Two details worth highlighting: First, timingSafeEqual throws if the two buffers have different lengths — wrapping it in try/catch handles the case where the header value is malformed. Second, the body must be the raw Buffer from express.raw() — if you use express.json() on this route, the body is re-serialised and the signature will not match.

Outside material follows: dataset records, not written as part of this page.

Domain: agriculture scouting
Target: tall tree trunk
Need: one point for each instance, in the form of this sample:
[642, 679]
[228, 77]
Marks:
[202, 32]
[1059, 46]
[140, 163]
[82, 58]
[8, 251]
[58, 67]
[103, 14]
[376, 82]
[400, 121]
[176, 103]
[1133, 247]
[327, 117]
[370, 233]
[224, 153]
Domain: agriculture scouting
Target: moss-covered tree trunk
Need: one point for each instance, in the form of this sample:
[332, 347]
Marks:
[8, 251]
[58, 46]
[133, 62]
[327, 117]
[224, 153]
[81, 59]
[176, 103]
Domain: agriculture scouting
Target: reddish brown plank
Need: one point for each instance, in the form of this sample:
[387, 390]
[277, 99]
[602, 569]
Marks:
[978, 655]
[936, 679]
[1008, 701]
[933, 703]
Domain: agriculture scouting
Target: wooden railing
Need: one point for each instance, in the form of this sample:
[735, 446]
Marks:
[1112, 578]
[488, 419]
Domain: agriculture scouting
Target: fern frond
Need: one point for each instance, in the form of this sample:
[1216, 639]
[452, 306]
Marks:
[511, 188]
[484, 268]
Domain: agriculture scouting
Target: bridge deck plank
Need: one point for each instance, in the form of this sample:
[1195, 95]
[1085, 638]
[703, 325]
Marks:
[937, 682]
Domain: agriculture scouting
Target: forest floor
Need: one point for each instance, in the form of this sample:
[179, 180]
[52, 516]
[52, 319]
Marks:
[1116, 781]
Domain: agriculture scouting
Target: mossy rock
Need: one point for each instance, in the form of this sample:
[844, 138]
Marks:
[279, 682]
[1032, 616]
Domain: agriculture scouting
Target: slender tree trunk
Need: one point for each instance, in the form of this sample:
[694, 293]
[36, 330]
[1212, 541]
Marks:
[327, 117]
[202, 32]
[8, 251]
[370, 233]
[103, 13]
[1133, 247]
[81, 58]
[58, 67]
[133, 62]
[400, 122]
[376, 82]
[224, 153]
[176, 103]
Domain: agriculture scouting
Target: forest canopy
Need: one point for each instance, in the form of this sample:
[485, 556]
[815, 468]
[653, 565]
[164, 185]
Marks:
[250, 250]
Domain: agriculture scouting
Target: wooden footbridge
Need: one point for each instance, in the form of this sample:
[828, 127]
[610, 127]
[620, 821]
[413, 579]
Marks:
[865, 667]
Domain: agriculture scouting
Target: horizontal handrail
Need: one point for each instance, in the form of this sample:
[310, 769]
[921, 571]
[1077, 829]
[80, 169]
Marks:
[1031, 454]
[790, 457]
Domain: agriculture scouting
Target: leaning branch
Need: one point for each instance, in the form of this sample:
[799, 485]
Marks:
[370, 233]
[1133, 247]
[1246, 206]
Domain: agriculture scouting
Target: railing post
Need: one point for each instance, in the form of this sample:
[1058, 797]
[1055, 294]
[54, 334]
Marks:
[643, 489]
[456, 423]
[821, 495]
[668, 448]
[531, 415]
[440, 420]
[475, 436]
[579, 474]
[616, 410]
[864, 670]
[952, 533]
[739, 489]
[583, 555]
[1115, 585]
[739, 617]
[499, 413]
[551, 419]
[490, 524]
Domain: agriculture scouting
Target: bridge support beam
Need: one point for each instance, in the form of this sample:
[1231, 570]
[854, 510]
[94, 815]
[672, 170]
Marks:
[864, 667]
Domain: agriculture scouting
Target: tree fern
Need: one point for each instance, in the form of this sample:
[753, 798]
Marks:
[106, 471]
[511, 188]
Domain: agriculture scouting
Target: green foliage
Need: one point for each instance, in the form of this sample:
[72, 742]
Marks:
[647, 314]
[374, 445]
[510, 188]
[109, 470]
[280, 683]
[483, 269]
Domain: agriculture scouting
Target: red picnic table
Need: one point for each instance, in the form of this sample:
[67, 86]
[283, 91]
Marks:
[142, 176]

Setting up the webhook secret:

# Generate a strong secret — 256 bits of randomness
node -e "console.log(require('crypto').randomBytes(32).toString('hex'))"
# → paste this value into GitHub Settings → Webhooks → Secret
# → and into your environment as GITHUB_WEBHOOK_SECRET

Use the HMAC Generator to manually verify: paste your secret and the raw request body (from GitHub's webhook delivery log), select SHA-256, and confirm the output matches the X-Hub-Signature-256 header value. This is the fastest way to confirm your implementation is correct without deploying.


Debugging HMAC Issues

When a signature check fails in development, the most common culprits are:

  1. Parsed body vs raw body. If the body is parsed (JSON → object → re-serialised), whitespace and key order may change.
  2. Encoding mismatch. One side encodes the signature as hex, the other as base64.
  3. Key encoding. The secret is UTF-8 encoded on one side and hex-decoded on the other.
  4. Newline differences. \n vs \r\n in the signed payload.
  5. Trailing newline. Some body strings include a trailing newline; others do not.

Use the HMAC Generator to compute the expected value manually with specific inputs and compare against what your code produces — it is the fastest way to isolate which variable is wrong.